While the G8 spoke as one on Thursday to denounce the blasts and to assert they would not derail the summit, aid activists and environmentalists fear that Africa and climate change will suffer here at the hands of leaders once again preoccupied by terrorism.
"Of course our thoughts are with the victims," said Barry Aminata Toure, the head of Mali's Coalition for Alternatives to Debt for Development. "But we have to wonder: will Africa still occupy a central spot at this summit, or will the problem of security, of terrorism trump us?"
Blair flew to London around Thursday to deal with the aftermath of four terrorist bombings in the capital that killed at least 37 people. But he was back at Gleneagles eight hours later to take charge of the summit, hoping to steer it toward a conclusion that will yield a substantive boost in development aid to Africa and firm action to curb greenhouse gas emissions.
Doubts still hover over aid plans
Prior to the attacks, diplomatic sources voiced doubts that much headway would be made on the centerpiece of the Blair anti-poverty plan -- a doubling in annual aid to Africa to $50 billion by 2010.
While the United States has said its goal is to increase its own aid to Africa from $4.3 billion this year to $8.6 billion by 2010, President George W. Bush and his fellow conservatives have made clear their insistence that more development assistance is not necessarily what Africa needs most.

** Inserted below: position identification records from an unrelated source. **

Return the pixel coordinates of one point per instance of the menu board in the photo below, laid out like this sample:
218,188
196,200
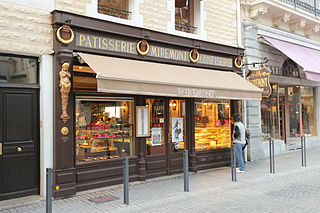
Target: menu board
156,136
142,121
177,129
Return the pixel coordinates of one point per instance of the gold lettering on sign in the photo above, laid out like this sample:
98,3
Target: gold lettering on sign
88,42
111,44
199,93
82,38
130,47
261,79
104,43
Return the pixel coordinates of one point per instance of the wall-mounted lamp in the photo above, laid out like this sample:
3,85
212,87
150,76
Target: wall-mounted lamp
147,36
124,107
68,21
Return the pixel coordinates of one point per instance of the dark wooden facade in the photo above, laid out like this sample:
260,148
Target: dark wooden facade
71,177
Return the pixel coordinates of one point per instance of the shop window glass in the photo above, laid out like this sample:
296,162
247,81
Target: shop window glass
293,108
16,69
177,128
116,8
212,125
270,116
308,116
184,15
104,129
156,141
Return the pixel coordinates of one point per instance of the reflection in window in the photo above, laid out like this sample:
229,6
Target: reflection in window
308,116
16,69
293,103
184,16
212,125
104,129
116,8
155,144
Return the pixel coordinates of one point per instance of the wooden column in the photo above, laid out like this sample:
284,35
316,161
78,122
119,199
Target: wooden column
141,146
64,178
191,127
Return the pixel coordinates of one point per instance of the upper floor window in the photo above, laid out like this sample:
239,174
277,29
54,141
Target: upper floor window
184,16
116,8
290,68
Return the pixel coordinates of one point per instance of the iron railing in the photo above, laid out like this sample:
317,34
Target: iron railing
111,11
310,8
185,28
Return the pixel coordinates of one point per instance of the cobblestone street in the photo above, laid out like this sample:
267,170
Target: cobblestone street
291,189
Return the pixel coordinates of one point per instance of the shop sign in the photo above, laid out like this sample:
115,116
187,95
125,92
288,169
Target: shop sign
143,48
203,93
261,79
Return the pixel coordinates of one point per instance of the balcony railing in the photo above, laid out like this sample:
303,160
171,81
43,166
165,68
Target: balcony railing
111,11
303,5
185,28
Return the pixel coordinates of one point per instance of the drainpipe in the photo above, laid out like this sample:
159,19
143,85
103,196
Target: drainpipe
243,69
239,39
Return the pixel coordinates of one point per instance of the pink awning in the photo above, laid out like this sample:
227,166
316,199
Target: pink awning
306,57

They have insisted instead that aid should be targeted and reserved for those countries that agree to implement market-oriented economic reform, a demand that activists say will leave many Africans worse off.

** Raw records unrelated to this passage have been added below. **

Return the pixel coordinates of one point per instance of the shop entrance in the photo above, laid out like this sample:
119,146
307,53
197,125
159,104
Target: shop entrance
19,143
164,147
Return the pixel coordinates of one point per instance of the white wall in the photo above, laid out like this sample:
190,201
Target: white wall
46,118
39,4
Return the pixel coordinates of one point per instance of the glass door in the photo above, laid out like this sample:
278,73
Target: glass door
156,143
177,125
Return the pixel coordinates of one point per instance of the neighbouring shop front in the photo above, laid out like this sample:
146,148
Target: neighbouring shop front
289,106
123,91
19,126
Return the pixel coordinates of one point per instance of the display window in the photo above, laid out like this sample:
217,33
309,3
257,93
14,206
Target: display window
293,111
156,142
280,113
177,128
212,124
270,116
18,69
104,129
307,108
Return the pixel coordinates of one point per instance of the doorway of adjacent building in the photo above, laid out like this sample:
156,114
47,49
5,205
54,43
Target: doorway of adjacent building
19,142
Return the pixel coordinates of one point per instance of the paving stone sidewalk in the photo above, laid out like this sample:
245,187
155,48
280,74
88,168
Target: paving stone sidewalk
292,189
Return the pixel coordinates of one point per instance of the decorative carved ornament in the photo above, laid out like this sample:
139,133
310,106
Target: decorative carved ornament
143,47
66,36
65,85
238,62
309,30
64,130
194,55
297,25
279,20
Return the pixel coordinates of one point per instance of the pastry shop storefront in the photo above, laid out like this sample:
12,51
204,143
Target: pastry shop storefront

Hopes are higher for action on debt cancellation, with the summit expected to endorse a proposal -- already accepted by G8 finance ministers -- to write off $40 billion in debt owed by 18 poor countries to international institutions.

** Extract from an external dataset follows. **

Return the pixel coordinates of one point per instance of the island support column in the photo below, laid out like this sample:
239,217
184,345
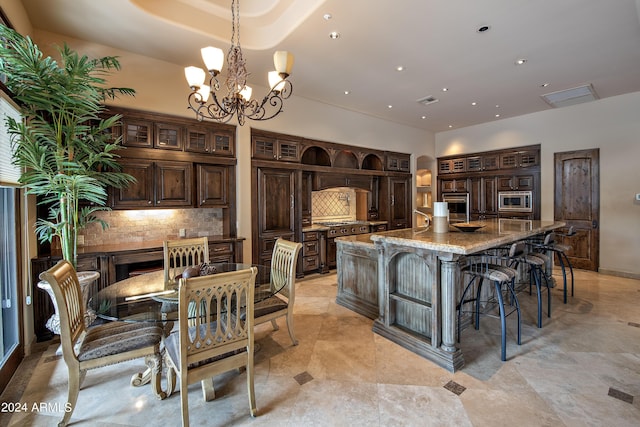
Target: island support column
448,279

No headway is likely on trade concessions, the third pillar of the Blair plan. The highly contentious issue of European Union and US agricultural export subsidies, which harm the interests of African producers, is expected to be left to the World Trade Organization to resolve.
Compromise on global warming?
The G8 has meanwhile completed a declaration and action plan on global warming that builds a bridge between the United States and its partners, according to French President Jacques Chirac.
"The agreement which we are set to reach is an important agreement, even if it doesn't go as far as we would have wanted," Chirac told a press conference. "It restores dialogue between the seven (G8) Kyoto members and the United States," he said.
The United States is the loner in the global effort to combat greenhouse gases -- the byproduct of fossil fuels that trap the Sun's heat, drive up Earth's surface temperature and damage its delicate system. Bush has vowed never to ratify the UN Kyoto Protocol, which requires industrialized countries to trim their output of these gases by a 2008-2012 timetable compared with a 1990 benchmark.
Bush declared the targets would be ruinously costly for the oil-dependent US economy and unfair because fast-growing populous countries such as China and India are not part of the targeted emissions cuts.
The compromise draft communiqué, said Chirac, has only a couple of references to Kyoto. But he said it would acknowledge climate change as "a reality" and say "we have to act immediately" to combat the problem. "We have noticed a shift in the American position," said Chirac, who described this as "a major step... towards an improvement."
A "missed opportunity"
But angry environmentalists insist that political action is lagging far behind what is needed to avert potentially catastrophic damage to the climate system.
The G8 deal is "a major missed opportunity to tackle dangerous climate change," Greenpeace said.
"The agreement lacks a clear acknowledgement of the urgent need for action and fails to state any significant steps G8 leaders will take to tackle climate change," added Friends of the Earth International.